# agent-validator

> Validate AI agents against production-level quality criteria with 0-100 scoring.
Use when evaluating agent quality, identifying bugs/gaps, or improving agents to expert level.
Evaluates agents across 9 categories: structure, role definition, methodology, user interaction,
quality standards, context management, technical robustness, pedagogical effectiveness (tutors),
and production readiness (operators). Returns actionable validation report with specific improvements.

- Author: Hafiz Naveed Uddin
- Repository: NAVEED261/Reusable-shop
- Version: 20260208190515
- Stars: 0
- Forks: 0
- Last Updated: 2026-02-08
- Source: https://github.com/NAVEED261/Reusable-shop
- Web: https://mule.run/skillshub/@@NAVEED261/Reusable-shop~agent-validator:20260208190515

---

---
name: agent-validator
description: |
  Validate AI agents against production-level quality criteria with 0-100 scoring.
  Use when evaluating agent quality, identifying bugs/gaps, or improving agents to expert level.
  Evaluates agents across 9 categories: structure, role definition, methodology, user interaction,
  quality standards, context management, technical robustness, pedagogical effectiveness (tutors),
  and production readiness (operators). Returns actionable validation report with specific improvements.
---

# Agent Validator

Systematically evaluate AI agents against production-level criteria and generate actionable improvement roadmaps.

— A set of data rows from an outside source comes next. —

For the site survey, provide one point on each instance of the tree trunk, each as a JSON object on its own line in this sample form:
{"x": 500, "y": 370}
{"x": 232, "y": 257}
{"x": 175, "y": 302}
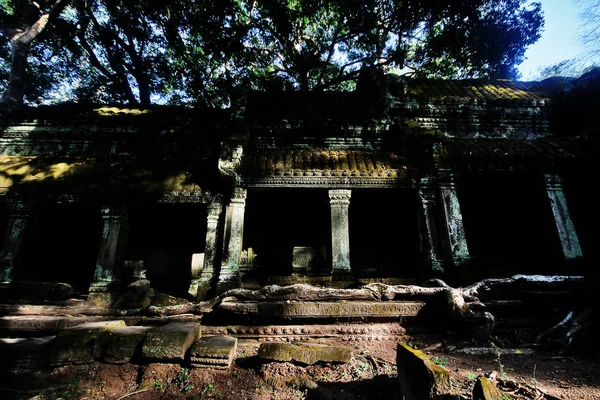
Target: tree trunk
{"x": 12, "y": 98}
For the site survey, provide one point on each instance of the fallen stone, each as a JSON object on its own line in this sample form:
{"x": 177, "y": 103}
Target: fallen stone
{"x": 75, "y": 345}
{"x": 25, "y": 352}
{"x": 32, "y": 291}
{"x": 316, "y": 309}
{"x": 419, "y": 377}
{"x": 118, "y": 345}
{"x": 213, "y": 352}
{"x": 485, "y": 389}
{"x": 306, "y": 353}
{"x": 171, "y": 341}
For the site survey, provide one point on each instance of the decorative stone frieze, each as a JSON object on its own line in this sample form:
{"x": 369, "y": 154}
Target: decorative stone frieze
{"x": 234, "y": 237}
{"x": 452, "y": 215}
{"x": 107, "y": 277}
{"x": 340, "y": 237}
{"x": 569, "y": 240}
{"x": 21, "y": 216}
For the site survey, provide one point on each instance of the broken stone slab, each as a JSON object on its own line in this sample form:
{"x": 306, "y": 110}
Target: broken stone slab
{"x": 485, "y": 389}
{"x": 306, "y": 353}
{"x": 213, "y": 352}
{"x": 315, "y": 309}
{"x": 170, "y": 342}
{"x": 24, "y": 352}
{"x": 75, "y": 345}
{"x": 419, "y": 377}
{"x": 35, "y": 291}
{"x": 118, "y": 345}
{"x": 42, "y": 323}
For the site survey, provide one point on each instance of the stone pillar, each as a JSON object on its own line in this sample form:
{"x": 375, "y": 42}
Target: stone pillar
{"x": 340, "y": 237}
{"x": 20, "y": 219}
{"x": 457, "y": 241}
{"x": 562, "y": 217}
{"x": 203, "y": 282}
{"x": 430, "y": 228}
{"x": 107, "y": 278}
{"x": 234, "y": 231}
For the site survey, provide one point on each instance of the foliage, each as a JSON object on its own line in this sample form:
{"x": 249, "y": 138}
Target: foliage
{"x": 207, "y": 52}
{"x": 442, "y": 362}
{"x": 590, "y": 33}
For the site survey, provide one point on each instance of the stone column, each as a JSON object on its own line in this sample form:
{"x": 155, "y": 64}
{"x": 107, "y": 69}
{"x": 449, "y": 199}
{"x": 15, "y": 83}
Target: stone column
{"x": 340, "y": 237}
{"x": 203, "y": 282}
{"x": 452, "y": 215}
{"x": 229, "y": 276}
{"x": 20, "y": 219}
{"x": 562, "y": 217}
{"x": 430, "y": 229}
{"x": 107, "y": 278}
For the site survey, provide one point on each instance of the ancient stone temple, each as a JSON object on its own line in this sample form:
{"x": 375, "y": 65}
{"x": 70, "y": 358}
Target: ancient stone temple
{"x": 421, "y": 178}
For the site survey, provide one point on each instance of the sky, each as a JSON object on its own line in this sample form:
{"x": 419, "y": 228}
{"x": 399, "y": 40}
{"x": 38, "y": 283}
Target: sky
{"x": 559, "y": 38}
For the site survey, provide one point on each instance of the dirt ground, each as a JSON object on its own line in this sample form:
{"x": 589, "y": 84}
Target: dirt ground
{"x": 370, "y": 375}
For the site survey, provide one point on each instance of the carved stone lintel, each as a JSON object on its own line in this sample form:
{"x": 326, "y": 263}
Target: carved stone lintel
{"x": 20, "y": 218}
{"x": 340, "y": 238}
{"x": 230, "y": 161}
{"x": 112, "y": 249}
{"x": 562, "y": 217}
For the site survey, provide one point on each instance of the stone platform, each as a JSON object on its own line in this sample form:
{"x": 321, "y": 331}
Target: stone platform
{"x": 323, "y": 309}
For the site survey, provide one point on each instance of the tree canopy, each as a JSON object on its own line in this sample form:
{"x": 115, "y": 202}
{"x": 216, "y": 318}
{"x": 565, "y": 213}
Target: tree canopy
{"x": 203, "y": 52}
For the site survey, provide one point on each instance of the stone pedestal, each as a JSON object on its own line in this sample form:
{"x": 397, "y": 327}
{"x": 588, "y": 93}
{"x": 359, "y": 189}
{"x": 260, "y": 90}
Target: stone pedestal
{"x": 107, "y": 277}
{"x": 452, "y": 216}
{"x": 562, "y": 217}
{"x": 207, "y": 276}
{"x": 340, "y": 238}
{"x": 234, "y": 237}
{"x": 20, "y": 218}
{"x": 430, "y": 226}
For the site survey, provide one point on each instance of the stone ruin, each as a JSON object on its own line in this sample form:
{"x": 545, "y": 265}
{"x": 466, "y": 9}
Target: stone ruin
{"x": 294, "y": 216}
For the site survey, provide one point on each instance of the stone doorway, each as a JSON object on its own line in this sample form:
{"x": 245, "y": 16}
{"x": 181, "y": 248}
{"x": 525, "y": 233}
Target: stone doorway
{"x": 62, "y": 246}
{"x": 508, "y": 222}
{"x": 384, "y": 235}
{"x": 165, "y": 237}
{"x": 279, "y": 220}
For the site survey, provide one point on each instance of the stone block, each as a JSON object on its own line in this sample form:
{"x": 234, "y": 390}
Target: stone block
{"x": 485, "y": 389}
{"x": 75, "y": 345}
{"x": 419, "y": 377}
{"x": 322, "y": 309}
{"x": 36, "y": 291}
{"x": 118, "y": 345}
{"x": 213, "y": 352}
{"x": 171, "y": 341}
{"x": 25, "y": 352}
{"x": 306, "y": 353}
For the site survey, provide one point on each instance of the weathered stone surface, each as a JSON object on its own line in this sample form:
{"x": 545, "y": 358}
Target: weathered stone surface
{"x": 213, "y": 352}
{"x": 356, "y": 331}
{"x": 118, "y": 345}
{"x": 23, "y": 290}
{"x": 41, "y": 323}
{"x": 419, "y": 377}
{"x": 485, "y": 389}
{"x": 306, "y": 353}
{"x": 25, "y": 352}
{"x": 313, "y": 309}
{"x": 170, "y": 342}
{"x": 75, "y": 345}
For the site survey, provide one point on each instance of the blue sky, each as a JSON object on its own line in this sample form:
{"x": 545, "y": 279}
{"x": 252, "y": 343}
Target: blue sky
{"x": 559, "y": 39}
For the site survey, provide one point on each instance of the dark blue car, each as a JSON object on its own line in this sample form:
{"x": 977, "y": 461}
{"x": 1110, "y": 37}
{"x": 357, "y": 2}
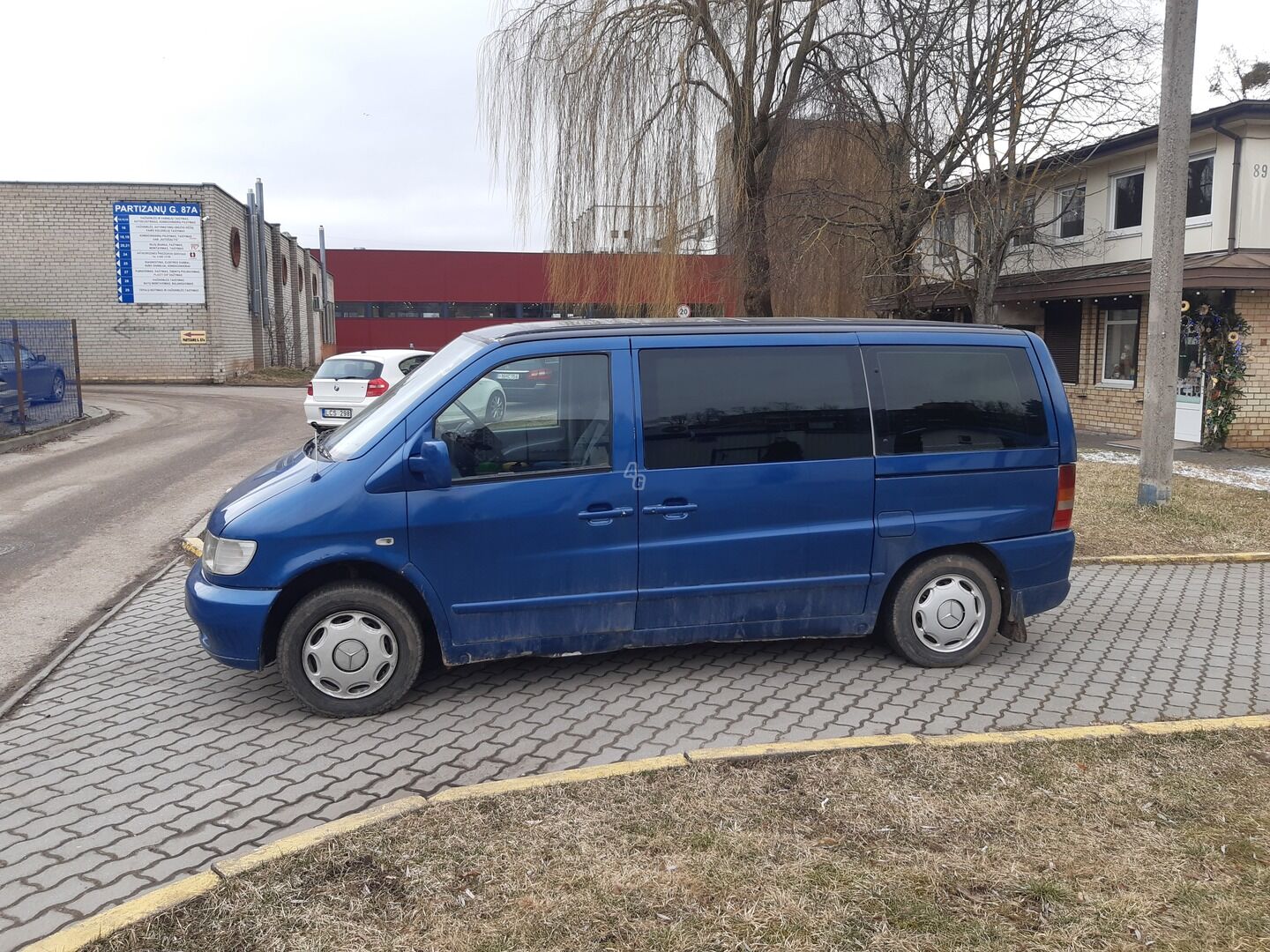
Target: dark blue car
{"x": 690, "y": 481}
{"x": 42, "y": 380}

## Validation Workflow (4 Phases)

### Phase 1: Gather Context (5 min)

1. **Read agent file** completely
2. **Identify agent pattern** from content analysis:
   - **Tutor Pattern**: Teaching, progressive learning, practice exercises, encouraging tone
   - **Architect Pattern**: Design workflows, quality verification, trade-off analysis
   - **Operator Pattern**: Production procedures, operational readiness, runbooks
3. **Estimate line count** (target: 70-174 lines for agents)
4. **Note frontmatter** (name, description, model, color, skills)
5. **Identify expertise domains** from role description

### Phase 2: Apply Criteria (20 min)

Evaluate against **9 categories** with dynamic weighting based on agent pattern.

Each criterion scores **0-3 scale**:
- **0**: Missing/Absent
- **1**: Present but inadequate
- **2**: Adequate implementation
- **3**: Excellent implementation

### Phase 3: Calculate & Report (5 min)

- Calculate category scores: (Sum of criteria) / (Max possible) × 100
- Apply dynamic weights (redistribute unused weights)
- Calculate overall score: Σ(Category Score × Weight)
- Determine rating (Production/Good/Adequate/Developing/Incomplete)

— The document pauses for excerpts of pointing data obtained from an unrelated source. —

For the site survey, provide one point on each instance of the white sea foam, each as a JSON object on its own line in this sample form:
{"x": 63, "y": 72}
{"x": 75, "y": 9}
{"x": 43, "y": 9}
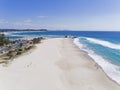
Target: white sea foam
{"x": 104, "y": 43}
{"x": 113, "y": 71}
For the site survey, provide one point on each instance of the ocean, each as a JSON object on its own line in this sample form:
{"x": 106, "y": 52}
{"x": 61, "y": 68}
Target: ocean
{"x": 103, "y": 47}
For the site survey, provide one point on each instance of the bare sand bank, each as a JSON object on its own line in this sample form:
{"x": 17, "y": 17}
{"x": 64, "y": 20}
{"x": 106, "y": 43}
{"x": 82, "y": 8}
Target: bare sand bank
{"x": 55, "y": 64}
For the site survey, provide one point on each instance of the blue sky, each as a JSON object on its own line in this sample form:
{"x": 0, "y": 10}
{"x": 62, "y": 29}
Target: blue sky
{"x": 60, "y": 14}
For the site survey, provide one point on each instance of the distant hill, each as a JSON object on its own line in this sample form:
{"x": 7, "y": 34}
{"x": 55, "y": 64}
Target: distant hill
{"x": 10, "y": 30}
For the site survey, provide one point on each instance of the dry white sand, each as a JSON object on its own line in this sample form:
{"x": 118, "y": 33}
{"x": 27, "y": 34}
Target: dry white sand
{"x": 55, "y": 64}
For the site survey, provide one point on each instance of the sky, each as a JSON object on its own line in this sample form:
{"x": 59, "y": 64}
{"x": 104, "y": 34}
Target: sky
{"x": 60, "y": 14}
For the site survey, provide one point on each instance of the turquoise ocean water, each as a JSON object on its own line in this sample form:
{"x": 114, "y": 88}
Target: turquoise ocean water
{"x": 103, "y": 47}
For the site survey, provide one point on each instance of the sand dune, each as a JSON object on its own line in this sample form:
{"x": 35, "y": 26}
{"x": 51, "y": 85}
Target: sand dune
{"x": 55, "y": 64}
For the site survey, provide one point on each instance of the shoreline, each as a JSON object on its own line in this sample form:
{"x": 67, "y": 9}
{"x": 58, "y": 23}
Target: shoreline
{"x": 55, "y": 64}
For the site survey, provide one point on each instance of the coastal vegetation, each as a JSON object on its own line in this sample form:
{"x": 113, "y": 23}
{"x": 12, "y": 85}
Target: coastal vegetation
{"x": 12, "y": 49}
{"x": 3, "y": 40}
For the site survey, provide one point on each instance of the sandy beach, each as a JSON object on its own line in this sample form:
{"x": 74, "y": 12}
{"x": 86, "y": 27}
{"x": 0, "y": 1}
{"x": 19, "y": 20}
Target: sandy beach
{"x": 55, "y": 64}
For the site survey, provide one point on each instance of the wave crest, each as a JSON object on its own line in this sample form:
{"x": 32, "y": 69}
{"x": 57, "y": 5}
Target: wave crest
{"x": 104, "y": 43}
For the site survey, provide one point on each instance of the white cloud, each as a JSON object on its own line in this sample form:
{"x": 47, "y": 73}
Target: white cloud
{"x": 41, "y": 16}
{"x": 27, "y": 21}
{"x": 3, "y": 21}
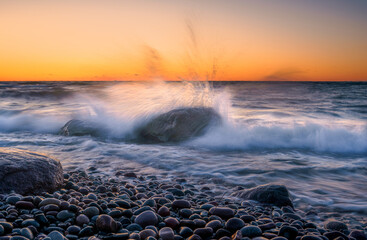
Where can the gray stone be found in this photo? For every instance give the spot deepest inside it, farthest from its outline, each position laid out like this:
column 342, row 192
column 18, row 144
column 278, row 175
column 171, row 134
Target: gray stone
column 277, row 195
column 28, row 172
column 178, row 125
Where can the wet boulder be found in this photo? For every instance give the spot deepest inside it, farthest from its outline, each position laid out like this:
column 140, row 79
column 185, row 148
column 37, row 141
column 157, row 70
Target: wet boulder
column 27, row 172
column 178, row 125
column 277, row 195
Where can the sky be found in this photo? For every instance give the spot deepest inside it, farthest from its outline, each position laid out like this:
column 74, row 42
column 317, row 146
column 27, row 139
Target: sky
column 252, row 40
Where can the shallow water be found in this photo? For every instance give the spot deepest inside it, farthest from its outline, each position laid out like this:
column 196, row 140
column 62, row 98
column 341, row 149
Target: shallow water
column 311, row 136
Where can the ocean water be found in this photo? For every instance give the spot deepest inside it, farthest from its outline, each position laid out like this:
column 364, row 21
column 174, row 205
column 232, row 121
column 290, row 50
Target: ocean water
column 309, row 136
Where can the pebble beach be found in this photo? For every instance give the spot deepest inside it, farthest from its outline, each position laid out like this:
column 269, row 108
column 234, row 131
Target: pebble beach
column 128, row 206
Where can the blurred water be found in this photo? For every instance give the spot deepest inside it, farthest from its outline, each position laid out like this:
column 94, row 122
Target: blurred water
column 310, row 136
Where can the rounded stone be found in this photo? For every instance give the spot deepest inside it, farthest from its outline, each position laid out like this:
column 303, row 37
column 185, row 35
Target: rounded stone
column 222, row 212
column 24, row 205
column 7, row 226
column 56, row 235
column 311, row 237
column 181, row 204
column 146, row 218
column 204, row 232
column 186, row 232
column 147, row 233
column 106, row 223
column 214, row 224
column 288, row 232
column 251, row 231
column 164, row 211
column 26, row 232
column 91, row 211
column 234, row 224
column 31, row 172
column 74, row 230
column 48, row 201
column 64, row 215
column 166, row 233
column 171, row 222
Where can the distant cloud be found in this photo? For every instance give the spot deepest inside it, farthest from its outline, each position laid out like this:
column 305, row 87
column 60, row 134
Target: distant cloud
column 286, row 74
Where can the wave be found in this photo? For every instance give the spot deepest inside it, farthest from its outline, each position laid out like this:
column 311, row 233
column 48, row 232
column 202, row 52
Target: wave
column 120, row 110
column 308, row 136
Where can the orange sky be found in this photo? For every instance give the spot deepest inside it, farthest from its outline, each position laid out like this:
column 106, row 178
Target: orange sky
column 188, row 39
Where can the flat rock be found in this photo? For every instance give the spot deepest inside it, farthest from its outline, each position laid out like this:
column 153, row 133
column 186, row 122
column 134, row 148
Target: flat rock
column 178, row 125
column 28, row 172
column 277, row 195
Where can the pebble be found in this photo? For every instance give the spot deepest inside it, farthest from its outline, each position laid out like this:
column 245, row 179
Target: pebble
column 26, row 232
column 95, row 208
column 24, row 205
column 91, row 212
column 146, row 218
column 204, row 232
column 251, row 231
column 55, row 235
column 171, row 222
column 147, row 233
column 48, row 201
column 222, row 212
column 234, row 224
column 186, row 232
column 166, row 233
column 64, row 215
column 164, row 211
column 181, row 204
column 106, row 223
column 82, row 219
column 288, row 232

### Phase 4: Generate Recommendations (10 min)

- Identify critical issues (blocks deployment)
- List high/medium/low priority improvements
- Suggest pattern-specific enhancements
- Provide strengths summary

---

## Evaluation Categories (9 Total)

### Category 1: Structure & Metadata (12%)

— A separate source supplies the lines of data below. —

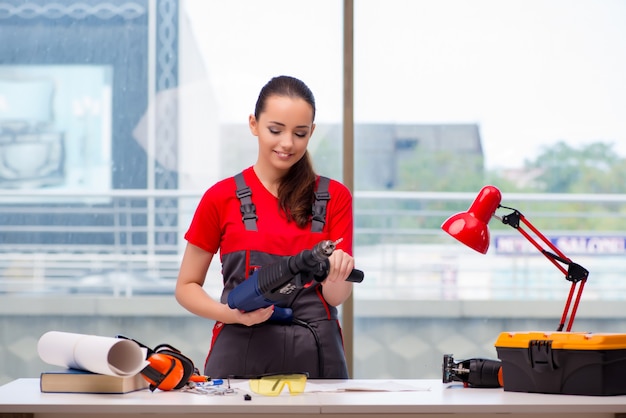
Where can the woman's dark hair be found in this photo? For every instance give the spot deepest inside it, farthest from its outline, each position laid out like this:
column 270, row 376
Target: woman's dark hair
column 297, row 187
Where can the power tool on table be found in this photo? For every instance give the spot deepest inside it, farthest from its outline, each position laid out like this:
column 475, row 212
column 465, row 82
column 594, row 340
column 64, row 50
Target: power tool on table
column 274, row 283
column 475, row 372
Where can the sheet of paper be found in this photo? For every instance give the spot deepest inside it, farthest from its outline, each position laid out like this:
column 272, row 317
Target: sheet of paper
column 104, row 355
column 362, row 386
column 321, row 385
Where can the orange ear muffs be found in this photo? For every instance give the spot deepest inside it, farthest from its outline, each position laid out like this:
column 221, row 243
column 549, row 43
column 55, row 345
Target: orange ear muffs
column 164, row 372
column 168, row 368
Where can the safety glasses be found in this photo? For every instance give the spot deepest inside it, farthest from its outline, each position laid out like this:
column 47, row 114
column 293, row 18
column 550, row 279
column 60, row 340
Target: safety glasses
column 272, row 385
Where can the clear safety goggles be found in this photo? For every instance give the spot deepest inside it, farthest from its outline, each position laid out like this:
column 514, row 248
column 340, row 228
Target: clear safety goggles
column 273, row 385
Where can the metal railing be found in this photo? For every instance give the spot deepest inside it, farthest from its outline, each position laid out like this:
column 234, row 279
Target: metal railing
column 129, row 242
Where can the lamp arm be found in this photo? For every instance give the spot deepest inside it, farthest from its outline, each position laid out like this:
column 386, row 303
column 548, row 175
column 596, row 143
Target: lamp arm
column 574, row 273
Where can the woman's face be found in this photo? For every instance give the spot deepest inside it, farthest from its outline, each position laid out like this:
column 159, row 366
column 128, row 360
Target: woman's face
column 283, row 129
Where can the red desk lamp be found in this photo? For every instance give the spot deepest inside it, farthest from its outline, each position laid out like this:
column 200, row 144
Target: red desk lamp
column 470, row 228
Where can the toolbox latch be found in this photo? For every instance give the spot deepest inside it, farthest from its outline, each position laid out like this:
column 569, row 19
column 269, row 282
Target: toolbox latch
column 540, row 355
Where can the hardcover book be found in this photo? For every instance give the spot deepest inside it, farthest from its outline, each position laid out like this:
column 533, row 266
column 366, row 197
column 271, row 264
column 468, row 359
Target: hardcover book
column 81, row 381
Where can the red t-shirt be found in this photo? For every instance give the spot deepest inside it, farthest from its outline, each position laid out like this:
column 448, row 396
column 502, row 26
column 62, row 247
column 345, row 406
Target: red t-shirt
column 217, row 223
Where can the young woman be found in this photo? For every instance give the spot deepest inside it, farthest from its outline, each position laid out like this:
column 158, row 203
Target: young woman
column 278, row 223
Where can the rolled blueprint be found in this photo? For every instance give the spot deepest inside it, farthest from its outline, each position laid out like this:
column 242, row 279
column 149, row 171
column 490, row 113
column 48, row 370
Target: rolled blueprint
column 104, row 355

**Purpose**: Foundation quality—file organization, naming, frontmatter

| Criterion | 0-3 Scoring |
|-----------|------------|
| **File structure** | 0: No frontmatter; 1: Incomplete YAML; 2: Valid YAML, missing fields; 3: Complete YAML (name, description, model, color) |
| **File size** | 0: >300 lines; 1: 200-300 lines; 2: 100-200 lines; 3: 70-150 lines (optimal for agents) |
| **Name constraints** | 0: Invalid format; 1: Multiple violations; 2: Minor issues; 3: Lowercase, hyphens/numbers only, ≤64 chars |
| **Description format** | 0: Absent/vague; 1: Incomplete; 2: Adequate [What/When]; 3: Excellent [What] + [When] + [Examples], ≤1024 chars |
| **Metadata completeness** | 0: Missing name/description; 1: Name or description absent; 2: Both present, minimal detail; 3: All fields present (name, description, model, color, skills) |

**Critical fail condition**: Missing frontmatter or >300 lines = automatic 0 score

---

### Category 2: Role Definition & Expertise (15-23%, dynamic)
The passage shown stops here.